Comme vous le savez sans doute, la GBA c'est comme les courses : c'est ma grande passion. D'ailleurs, si vous croisez un lascar en train d'attendre son avion/bus/train avec une Micro, c'est probablement moi (venez me passer un petit coucou, c'est toujours agréable et ça fait passer le temps dans les halls d'embarquement).Bref, tout ça pour dire que quand en 2003 on nous annonce la sortie sur cette petite machine d'amour d'une version "Advance" de Double Dragon, à mon sens le plus grand beat'em all de tous temps avec Final Fight, forcément, j'éructe.
Double Dragon, c'est pour beaucoup de gens les plus belles heures des salles d'arcade, le jeu vidéo à son meilleur. J'ai bien dû dépenser un bon million de francs dans cette borne, ce qui pourra sembler étonnant lorsque l'on sait que c'est justement l'un des représentants du genre les moins difficiles... pour peu que l'on utilise le fameux "coup de manchette", la technique la plus culte de l'histoire du jeu de baston aux côtés du Hadoken.
Oui vous aussi vous avez remarqué, je superlativise à fond, et pourtant lorsque l'on scrute la feuille de vol post-1987, on ne peut pas dire que la série ne compte que des chef-d'oeuvres. Depuis l'adaptation de Double Dragon II sur NES, c'est même plutôt le drama. Heureusement les enfants, la GBA est là, et avec elle Double Dragon Advance, le sauveur de la série (je me permets hein).

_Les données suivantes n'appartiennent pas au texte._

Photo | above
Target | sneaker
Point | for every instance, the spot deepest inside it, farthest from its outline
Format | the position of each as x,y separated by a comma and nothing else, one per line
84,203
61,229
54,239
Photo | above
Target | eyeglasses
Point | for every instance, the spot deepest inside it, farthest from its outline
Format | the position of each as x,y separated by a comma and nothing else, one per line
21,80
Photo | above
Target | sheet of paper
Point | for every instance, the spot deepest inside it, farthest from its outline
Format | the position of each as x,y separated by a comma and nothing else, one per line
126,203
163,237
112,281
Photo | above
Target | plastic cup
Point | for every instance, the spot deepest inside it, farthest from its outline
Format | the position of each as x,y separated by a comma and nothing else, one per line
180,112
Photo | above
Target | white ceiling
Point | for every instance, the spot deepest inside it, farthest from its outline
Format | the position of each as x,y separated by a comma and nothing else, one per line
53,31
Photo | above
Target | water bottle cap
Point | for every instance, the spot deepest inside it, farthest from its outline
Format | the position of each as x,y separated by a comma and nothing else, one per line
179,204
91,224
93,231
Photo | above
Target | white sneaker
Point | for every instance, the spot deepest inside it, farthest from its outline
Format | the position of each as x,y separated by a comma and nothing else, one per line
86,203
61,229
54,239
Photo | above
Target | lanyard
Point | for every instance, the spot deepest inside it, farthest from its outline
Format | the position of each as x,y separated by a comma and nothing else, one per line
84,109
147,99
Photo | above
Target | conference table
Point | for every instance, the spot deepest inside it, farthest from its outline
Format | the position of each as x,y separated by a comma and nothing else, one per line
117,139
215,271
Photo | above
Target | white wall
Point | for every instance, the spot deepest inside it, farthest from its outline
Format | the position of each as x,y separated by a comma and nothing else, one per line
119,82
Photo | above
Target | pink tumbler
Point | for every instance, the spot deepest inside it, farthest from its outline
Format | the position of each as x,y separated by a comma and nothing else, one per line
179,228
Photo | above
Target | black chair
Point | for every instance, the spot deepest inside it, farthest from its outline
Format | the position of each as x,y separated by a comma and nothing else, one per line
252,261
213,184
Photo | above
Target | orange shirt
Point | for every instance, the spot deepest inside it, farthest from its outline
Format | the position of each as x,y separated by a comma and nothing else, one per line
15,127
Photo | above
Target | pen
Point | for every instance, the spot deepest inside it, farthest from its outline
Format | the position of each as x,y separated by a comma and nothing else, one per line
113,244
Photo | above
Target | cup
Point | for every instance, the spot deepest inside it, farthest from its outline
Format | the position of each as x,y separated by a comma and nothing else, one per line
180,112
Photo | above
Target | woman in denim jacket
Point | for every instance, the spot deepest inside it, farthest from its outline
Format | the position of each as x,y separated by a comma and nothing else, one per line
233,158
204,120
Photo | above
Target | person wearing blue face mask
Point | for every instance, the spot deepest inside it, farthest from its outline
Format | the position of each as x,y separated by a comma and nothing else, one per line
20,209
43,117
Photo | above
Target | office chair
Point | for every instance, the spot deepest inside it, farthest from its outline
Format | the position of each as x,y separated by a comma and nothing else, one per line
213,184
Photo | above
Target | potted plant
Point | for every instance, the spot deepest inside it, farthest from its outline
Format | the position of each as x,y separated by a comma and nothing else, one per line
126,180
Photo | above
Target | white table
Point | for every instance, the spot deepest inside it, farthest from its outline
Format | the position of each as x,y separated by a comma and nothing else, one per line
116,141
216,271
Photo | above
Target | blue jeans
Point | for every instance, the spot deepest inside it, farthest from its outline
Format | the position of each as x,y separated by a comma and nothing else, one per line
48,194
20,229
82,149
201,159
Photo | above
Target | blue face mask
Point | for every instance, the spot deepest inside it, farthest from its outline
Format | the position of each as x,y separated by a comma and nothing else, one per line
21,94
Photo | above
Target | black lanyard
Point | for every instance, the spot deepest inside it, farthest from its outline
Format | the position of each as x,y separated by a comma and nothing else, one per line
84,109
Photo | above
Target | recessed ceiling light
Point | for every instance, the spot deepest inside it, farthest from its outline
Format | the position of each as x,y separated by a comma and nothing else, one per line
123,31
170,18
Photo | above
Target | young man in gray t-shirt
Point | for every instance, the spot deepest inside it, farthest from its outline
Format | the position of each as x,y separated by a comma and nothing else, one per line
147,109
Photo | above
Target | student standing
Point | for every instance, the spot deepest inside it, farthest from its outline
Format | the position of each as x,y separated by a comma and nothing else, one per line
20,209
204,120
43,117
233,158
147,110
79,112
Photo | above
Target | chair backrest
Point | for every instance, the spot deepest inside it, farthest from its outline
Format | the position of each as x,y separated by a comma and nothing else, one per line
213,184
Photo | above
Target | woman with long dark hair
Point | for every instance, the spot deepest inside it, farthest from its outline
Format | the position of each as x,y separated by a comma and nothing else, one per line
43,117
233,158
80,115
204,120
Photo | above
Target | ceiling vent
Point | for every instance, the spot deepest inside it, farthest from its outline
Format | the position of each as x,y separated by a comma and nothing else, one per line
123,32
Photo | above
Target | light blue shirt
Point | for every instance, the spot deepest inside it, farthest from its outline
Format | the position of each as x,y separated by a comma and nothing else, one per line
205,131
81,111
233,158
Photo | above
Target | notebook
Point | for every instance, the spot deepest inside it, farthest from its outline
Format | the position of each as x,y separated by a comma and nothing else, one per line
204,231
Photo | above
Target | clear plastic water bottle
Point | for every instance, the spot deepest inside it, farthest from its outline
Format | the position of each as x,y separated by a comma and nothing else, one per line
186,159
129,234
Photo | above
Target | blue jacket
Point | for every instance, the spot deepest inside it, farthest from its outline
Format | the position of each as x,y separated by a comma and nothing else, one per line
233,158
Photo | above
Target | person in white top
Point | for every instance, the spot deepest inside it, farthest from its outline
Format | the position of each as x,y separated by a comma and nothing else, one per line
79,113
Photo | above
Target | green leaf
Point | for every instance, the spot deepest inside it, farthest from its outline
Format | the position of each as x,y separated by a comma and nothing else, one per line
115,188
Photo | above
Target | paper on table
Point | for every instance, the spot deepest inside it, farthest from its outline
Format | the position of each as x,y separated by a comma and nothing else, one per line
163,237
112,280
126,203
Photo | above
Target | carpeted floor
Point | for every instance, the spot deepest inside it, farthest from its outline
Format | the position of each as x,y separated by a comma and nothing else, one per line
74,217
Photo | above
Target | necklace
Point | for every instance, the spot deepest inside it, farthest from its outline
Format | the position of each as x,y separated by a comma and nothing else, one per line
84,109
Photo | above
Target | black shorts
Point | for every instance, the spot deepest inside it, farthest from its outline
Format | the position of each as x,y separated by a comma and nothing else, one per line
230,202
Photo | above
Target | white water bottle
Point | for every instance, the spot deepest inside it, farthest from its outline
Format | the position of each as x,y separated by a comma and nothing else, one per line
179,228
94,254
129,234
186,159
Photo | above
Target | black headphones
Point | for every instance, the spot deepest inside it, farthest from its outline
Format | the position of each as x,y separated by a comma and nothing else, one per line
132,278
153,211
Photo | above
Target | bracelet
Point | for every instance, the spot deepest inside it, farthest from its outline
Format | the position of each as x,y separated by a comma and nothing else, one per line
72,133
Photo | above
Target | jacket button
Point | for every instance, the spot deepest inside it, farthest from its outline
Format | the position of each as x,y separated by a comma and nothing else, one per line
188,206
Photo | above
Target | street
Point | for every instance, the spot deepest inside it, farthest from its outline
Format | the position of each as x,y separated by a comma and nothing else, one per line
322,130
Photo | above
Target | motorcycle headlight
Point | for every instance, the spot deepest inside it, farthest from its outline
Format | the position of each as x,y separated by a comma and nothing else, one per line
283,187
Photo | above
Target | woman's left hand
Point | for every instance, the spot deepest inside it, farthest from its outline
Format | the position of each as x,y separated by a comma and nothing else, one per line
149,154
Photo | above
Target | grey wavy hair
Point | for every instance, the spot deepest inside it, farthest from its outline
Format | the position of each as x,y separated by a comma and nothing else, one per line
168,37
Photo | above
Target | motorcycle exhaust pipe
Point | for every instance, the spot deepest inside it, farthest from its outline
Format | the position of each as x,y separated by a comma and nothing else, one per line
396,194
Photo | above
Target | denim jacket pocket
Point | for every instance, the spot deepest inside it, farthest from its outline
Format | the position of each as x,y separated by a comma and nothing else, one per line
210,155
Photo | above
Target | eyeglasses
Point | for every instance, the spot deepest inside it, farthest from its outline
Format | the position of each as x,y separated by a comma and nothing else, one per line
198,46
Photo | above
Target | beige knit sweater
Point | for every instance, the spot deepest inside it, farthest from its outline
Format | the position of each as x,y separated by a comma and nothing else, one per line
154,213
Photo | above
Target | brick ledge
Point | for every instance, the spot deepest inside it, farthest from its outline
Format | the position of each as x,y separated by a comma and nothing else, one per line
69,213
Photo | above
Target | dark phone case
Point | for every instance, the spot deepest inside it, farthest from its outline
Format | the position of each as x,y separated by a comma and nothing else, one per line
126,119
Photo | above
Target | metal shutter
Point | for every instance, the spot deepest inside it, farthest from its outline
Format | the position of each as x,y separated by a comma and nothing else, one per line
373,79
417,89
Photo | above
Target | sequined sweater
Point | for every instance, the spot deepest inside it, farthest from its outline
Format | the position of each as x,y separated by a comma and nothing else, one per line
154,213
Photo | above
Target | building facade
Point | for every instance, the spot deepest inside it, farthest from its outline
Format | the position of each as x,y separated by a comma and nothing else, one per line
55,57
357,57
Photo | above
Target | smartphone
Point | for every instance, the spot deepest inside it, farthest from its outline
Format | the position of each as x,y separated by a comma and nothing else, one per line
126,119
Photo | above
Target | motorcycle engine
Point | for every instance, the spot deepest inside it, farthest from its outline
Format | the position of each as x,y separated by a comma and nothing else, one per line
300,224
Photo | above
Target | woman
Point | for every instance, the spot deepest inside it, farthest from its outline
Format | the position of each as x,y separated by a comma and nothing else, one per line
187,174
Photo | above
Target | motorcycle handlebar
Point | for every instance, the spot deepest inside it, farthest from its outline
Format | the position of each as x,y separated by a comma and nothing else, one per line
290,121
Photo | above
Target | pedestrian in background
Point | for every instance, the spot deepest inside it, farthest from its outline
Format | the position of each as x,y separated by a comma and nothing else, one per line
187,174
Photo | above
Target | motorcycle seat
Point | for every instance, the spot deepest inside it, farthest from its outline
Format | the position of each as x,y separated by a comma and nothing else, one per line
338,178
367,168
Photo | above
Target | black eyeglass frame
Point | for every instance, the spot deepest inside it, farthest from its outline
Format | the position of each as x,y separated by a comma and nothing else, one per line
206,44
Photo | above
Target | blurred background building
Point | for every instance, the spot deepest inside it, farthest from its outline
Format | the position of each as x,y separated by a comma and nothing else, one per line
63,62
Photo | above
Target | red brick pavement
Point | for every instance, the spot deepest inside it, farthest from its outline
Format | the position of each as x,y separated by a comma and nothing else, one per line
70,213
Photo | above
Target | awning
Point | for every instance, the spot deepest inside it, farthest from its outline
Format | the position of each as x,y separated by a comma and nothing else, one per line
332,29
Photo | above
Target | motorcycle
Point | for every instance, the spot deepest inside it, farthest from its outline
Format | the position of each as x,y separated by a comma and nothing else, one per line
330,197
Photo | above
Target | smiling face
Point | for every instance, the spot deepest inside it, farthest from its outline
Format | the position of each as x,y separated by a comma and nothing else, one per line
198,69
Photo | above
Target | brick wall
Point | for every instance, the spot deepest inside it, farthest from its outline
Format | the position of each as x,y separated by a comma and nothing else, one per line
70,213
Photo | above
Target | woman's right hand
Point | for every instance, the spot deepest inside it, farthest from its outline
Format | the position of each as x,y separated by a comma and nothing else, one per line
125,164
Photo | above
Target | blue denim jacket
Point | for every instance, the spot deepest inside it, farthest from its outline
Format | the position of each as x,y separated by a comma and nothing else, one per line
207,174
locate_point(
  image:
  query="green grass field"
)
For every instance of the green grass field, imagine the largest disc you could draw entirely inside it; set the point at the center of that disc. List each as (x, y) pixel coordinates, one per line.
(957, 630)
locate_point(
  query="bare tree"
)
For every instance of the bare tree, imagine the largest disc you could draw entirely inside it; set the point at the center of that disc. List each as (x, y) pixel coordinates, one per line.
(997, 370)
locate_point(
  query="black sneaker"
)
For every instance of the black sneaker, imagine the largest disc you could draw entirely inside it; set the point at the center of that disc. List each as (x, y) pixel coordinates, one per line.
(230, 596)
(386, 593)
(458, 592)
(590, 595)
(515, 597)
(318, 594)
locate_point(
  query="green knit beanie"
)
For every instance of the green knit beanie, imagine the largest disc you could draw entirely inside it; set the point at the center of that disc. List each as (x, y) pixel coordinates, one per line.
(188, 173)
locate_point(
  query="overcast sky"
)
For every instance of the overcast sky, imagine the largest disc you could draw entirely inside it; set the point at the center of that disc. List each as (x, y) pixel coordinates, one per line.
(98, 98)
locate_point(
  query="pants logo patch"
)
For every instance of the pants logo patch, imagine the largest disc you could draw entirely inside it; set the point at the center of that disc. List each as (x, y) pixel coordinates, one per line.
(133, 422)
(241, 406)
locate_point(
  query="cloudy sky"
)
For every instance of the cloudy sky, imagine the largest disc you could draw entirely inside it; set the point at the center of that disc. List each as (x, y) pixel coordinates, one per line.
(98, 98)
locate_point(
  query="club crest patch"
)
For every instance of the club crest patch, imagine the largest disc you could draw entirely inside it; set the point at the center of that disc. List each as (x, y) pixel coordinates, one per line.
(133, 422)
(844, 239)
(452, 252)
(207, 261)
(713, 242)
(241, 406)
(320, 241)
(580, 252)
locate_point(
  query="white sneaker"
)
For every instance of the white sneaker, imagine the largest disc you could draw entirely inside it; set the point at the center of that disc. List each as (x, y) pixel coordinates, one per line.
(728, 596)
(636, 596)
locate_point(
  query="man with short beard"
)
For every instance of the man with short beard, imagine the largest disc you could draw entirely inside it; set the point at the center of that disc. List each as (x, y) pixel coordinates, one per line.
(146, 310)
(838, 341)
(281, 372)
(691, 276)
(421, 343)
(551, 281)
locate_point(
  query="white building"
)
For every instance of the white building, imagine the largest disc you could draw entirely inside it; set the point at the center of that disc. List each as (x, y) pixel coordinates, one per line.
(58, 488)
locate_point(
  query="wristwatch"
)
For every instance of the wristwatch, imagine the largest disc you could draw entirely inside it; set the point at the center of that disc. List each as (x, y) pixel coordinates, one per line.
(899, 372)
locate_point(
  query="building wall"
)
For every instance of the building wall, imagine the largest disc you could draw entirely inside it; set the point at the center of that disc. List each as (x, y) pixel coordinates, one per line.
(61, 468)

Déjà, il a la bonne idée d'avoir été développé par Million, qui comprend des anciens de chez Technos et qui ont donc tout compris à ce qu'attendaient les fans. Ensuite, il s'agit grosso-modo d'un remake du premier Double Dragon, dont on a soigneusement refait les sprites principaux et auquel on a rajouté des niveaux, des cut-scenes (moches mais bon), des coups, des ennemis, des armes, ... parfois directement repris d'épisodes ultérieurs, comme par exemple le gros boss masqué de Double Dragon II. Mais à côté de ces ajouts, tout de l'original est bel et bien présent : l'écran-titre, sa musique, les quatre stages d'époque, la manchette, le jeu à deux, Willy et sa mitraillette, les Abobos, etc.. Bon, je vous fait un peu ma liste de courses là, mais le principal est que le panier soit bien rempli, et c'est bien le cas avec cette cartouche qui transpire le travail bien fait par
Si vous n'avez jamais joué à Double Dragon sur une borne d'arcade d'époque, vous pouvez oublier cette version GBA qui ne vous rappellera rien, si ce n'est peut-être une sombre ligne dans un romset MAME.
Pour les autres, se prendre à nouveau pour Marc Dacascos et filer la raclé à ces pourris qui ne méritent que quelques coups de pelle, c'est simplement fantastique. Surtout dans un hall d'aéroport.